El equipo italiano, entrenado por la leyenda en Vitoria Dusko Ivanovic, sucumbe ante la velocidad y el físico de los jugadores de Paolo Galbiati en un partido en el que se homenajeó a Achille Polonara, enfermo de leucemia y ex de los dos clubes
A este Baskonia, definitivamente, le ha cambiado la cara. Ya no queda nada, o muy poco, de ese equipo triste y superado por las circunstancias que encajó un doloroso 0-6 en el arranque de la Euroliga. El equipo de Paolo Galbiati parece haber encontrado por fin el camino y ya son cuatro las victorias consecutivas, tres en la competición europea (Dubai, Efes y Virtus) más una muy meritoria en Liga ACB ante el Tenerife que llegó líder a Vitoria y se marchó con su primera derrota del curso. Este jueves minimizó a la Virtus de Bolonia desde el primer cuarto, con ventajas casi siempre por encima de los diez puntos. Que Carsen Edwards, un tirador letal, terminara los primeros diez minutos con cero puntos habla bien a las claras del trabajo defensivo de los de Galbiati. La máquina de anotar estadounidense terminó con 13 puntos y un 3 de valoración, con muy malos porcentajes de tiro (4/16).
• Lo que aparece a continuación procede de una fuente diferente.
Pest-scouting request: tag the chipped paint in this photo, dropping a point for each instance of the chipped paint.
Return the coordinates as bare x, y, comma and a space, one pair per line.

El triunfo frente al Dubai la semana pasada supuso un punto de inflexión en un equipo que ha recuperado la alegría sobre el parqué, ratificado dos días después ante el Efes y el domingo ante el Tenerife, eso sí, todo partidos en casa, como el de hoy ante la Virtus. El reto ahora para Baskonia es rubricar este cambio en el juego y los resultados a partir de esta misma semana, con desplazamientos a Lleida en ACB el domingo, y la que viene con los viajes a Sofía y Belgrado para jugar contra los exiliados israelíes, Hapoel y Maccabi Tel Aviv, en Euroliga, y a Barcelona a enfrentar a los culés otra vez en competición doméstica.